Un investissement industriel qui appelle un soutien public

Pour mener à bien cette relocalisation, Mayoly s’appuie sur l’expertise industrielle de Galien. La fabrication de la colchicine nécessite en effet des équipements spécifiques et un savoir-faire particulier. «C’est une molécule hautement active qui demande une expertise importante et des capacités industrielles adaptées», souligne le dirigeant. Au-delà de l’enjeu sanitaire, le projet s’inscrit dans une stratégie industrielle de long terme. Présent dans 21 pays et réalisant près des deux tiers de son chiffre d’affaires à l’international, Mayoly conserve un fort ancrage français avec quatre sites de production dans l’Hexagone et plus de 80% de ses produits fabriqués en France. 

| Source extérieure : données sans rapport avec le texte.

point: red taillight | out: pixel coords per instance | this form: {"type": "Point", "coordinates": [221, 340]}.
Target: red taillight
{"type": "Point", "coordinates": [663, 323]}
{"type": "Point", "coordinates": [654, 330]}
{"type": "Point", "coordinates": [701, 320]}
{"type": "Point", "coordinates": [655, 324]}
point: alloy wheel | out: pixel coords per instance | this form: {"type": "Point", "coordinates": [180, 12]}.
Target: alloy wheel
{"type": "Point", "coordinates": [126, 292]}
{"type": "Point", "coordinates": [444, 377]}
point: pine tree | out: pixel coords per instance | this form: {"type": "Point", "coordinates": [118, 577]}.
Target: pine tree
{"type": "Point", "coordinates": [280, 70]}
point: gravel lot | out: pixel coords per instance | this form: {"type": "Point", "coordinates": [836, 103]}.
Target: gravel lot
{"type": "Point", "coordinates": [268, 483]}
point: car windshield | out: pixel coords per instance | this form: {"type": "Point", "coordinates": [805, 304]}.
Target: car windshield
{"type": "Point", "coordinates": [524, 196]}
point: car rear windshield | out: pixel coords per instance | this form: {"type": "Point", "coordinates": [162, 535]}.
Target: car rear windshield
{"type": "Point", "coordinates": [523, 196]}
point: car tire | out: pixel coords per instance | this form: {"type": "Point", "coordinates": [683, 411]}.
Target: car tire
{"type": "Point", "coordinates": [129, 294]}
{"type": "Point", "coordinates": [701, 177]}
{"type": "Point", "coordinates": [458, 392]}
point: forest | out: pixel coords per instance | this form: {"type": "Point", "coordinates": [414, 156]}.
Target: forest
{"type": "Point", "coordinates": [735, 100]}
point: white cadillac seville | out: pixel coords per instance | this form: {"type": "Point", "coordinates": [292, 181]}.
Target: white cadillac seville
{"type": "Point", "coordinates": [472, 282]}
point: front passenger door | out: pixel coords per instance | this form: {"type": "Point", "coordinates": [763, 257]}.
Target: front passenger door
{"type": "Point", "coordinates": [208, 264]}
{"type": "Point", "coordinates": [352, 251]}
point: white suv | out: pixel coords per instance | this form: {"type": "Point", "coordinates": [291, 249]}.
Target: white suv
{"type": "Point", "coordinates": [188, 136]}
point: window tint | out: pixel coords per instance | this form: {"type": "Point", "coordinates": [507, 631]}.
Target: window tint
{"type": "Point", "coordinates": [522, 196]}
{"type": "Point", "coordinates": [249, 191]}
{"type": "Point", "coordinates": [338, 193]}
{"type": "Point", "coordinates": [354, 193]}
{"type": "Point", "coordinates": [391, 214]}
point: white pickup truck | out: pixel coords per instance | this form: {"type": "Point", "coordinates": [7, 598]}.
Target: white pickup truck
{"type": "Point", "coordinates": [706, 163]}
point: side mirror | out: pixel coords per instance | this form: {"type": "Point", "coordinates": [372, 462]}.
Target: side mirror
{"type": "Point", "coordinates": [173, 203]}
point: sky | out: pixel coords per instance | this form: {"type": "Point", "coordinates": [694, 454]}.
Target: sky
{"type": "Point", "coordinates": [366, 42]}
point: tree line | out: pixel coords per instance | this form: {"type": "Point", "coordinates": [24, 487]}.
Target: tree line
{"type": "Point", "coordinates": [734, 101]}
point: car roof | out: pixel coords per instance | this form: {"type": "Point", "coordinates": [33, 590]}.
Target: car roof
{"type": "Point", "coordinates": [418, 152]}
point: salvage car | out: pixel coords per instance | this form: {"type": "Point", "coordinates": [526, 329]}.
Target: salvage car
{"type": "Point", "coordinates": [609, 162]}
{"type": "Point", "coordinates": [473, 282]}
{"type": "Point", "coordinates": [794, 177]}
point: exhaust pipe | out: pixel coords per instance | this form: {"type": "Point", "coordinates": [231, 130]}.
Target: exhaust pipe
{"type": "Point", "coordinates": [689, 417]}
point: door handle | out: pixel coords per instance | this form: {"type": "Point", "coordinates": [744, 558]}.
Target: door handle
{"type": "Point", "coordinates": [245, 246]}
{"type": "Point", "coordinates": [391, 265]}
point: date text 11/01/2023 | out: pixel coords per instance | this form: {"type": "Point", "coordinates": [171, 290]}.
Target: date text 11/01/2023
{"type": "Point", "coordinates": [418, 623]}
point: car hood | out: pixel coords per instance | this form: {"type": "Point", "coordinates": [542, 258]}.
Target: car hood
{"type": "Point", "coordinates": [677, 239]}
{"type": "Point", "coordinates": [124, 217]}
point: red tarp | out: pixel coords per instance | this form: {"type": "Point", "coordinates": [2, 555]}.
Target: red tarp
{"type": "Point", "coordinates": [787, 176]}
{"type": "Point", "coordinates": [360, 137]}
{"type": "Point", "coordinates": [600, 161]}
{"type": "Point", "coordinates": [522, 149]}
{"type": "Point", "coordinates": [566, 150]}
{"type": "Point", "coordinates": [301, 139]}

Pour autant, le laboratoire rappelle que la relocalisation a un coût. «Produire en France représente un investissement important. La souveraineté sanitaire a un prix et nous avons besoin du soutien de l’ensemble de l’écosystème, notamment des pouvoirs publics», affirme Alexandre Nique. Au-delà des emplois créés (non communiqué par la direction à ce stade) et des compétences développées localement, Mayoly voit dans cette relocalisation un signal fort envoyé à toute la filière pharmaceutique française. «Nous parlons ici d’un médicament identifié parmi les molécules stratégiques pour la France. Ces projets sont essentiels pour garantir l’accès des patients aux traitements dans la durée», conclut Alexandre Nique. Avec cette nouvelle ligne de production à Auxerre, la Bourgogne-Franche-Comté s’offre ainsi un projet emblématique de la réindustrialisation pharmaceutique française, à l’heure où la souveraineté sanitaire est devenue un enjeu économique autant que politique.